I wanted desperately to tell him how much I loved him too, but because of the vent I wasn't able to. Instead, I settled for a quick succession of blinks and some tears of happiness.
Part 2
As the weeks flew by, I was able to get rid of the vent and finally breathe on my own again. After that, I was moved to a rehabilitation facility that was actΓΊa pretty close to the place where our house was being built. Now that I was going to be in a wheelchair permanently as well as needing much more care and supplies, James and I made a few changes to the layout and set up of the house before the construction was done.
Our bedroom would have to be much bigger than before, and instead of the stairs lift that we had planned on installing, we decided on an elevator big enough to move furniture inside the house. It was a bit expensive but worth it. A big custom-made hospital bed that will allow us to sleep together while also preventing issues like pressure sores and positioning. A transfer lift that had rails on the ceiling connected pretty much all of the second floor, making it much easier to move me from the bed to the bathroom and even another bedroom if needed without using the wheelchair at all.
He also set up a voice-controlled environment system throughout the house so that I could be as independent as possible. Things such as changing or turning on and off the tv, the music, the lights, the heat and the A.C, opening and closing doors, answering and making calls, and working on the computer were possible to me thanks to that.

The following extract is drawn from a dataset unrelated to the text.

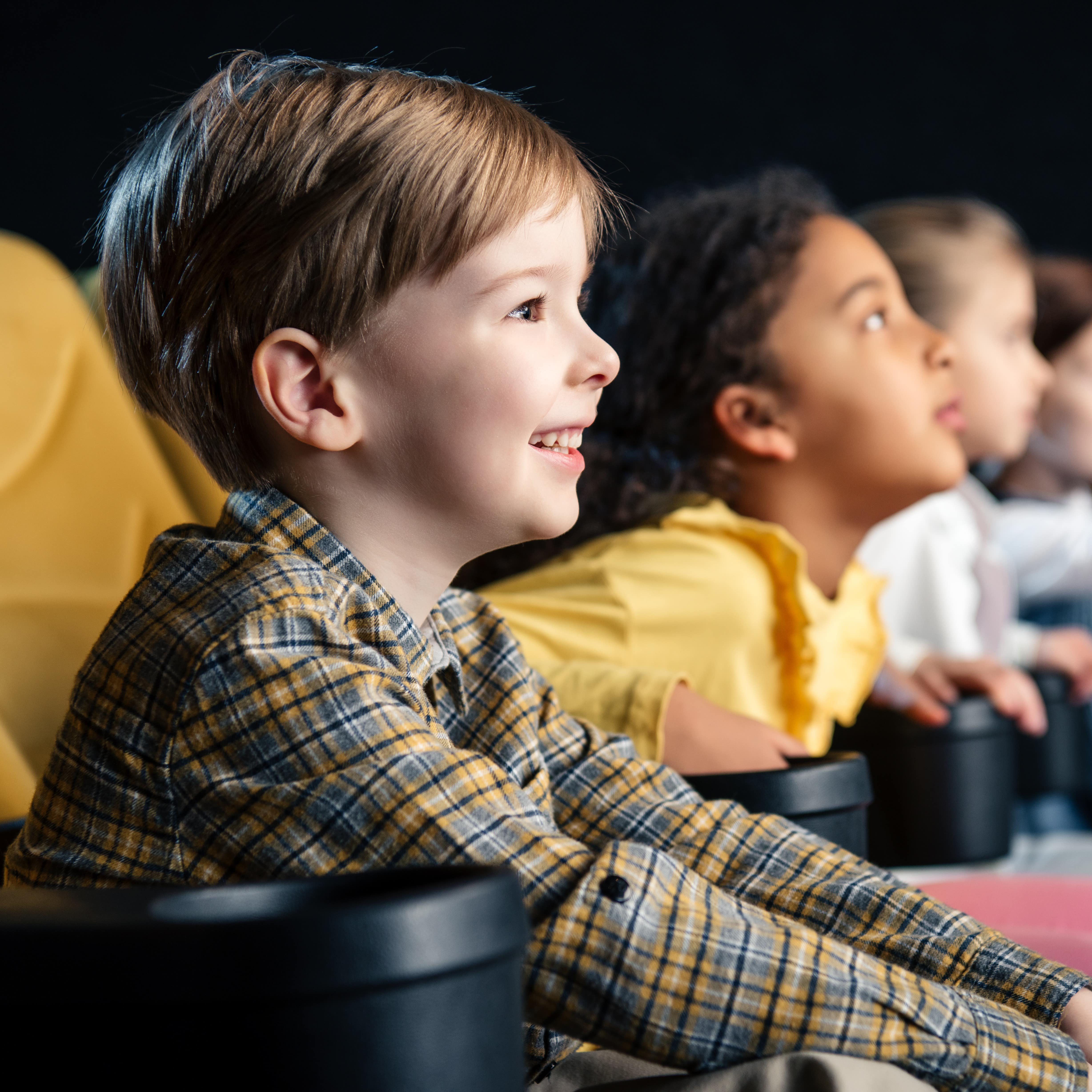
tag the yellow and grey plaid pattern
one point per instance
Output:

He did all that and more as I was at the rehabilitation hospital learning to be as productive and independent as possible with my new frail and paralyzed body. I loved every second of it. I was able to regain movement on my left upper and lower arm, and some movement on my right arm as well as spotty feeling throughout my body. The movement that I regained allowed me to drive my wheelchair using a joystick, but James and I knew that I would rather use head or cheek controls. That's why after I got my custom-made wheelchair at rehab, James made an order for a second wheelchair with supersensible head controls that I would be able to use with the most minimum head movement.
It was the day I was finally released from rehab and entering our brand new home that the fun started. James talked me through the environmental voice control and introduced me to the live-in aid, Maria, that would help me with things that James wasn't able to as well as keeping the house clean. There would also be a part-time aid that would come in during weekends and days Maria asked off for whatever reason. He then show me how to work the elevator and gave me a full tour of the house, even though I was up to date with all the changes and additions, seeing them in real life instead of paper was very satisfying.
Next to the main bedroom was the main bathroom, which was almost half the size of the bedroom. We had an accessible shower with everything necessary for both our routines and needs, as well as a beautiful deep massage tub that would easily fit us both with handles for support. I couldn't wait to try it out. There were 3 additional bedrooms, the one on the other side of the house, farthest from our bedroom, was for Maria, since it had its own bathroom and it gave us privacy when needed. The other two bedrooms were in between as well as another bathroom. As of now, one of the bedrooms was set up as an office for James to work, since I was most likely to work on my computer while in bed, but we were thinking of setting up a proper workstation for me next to James's.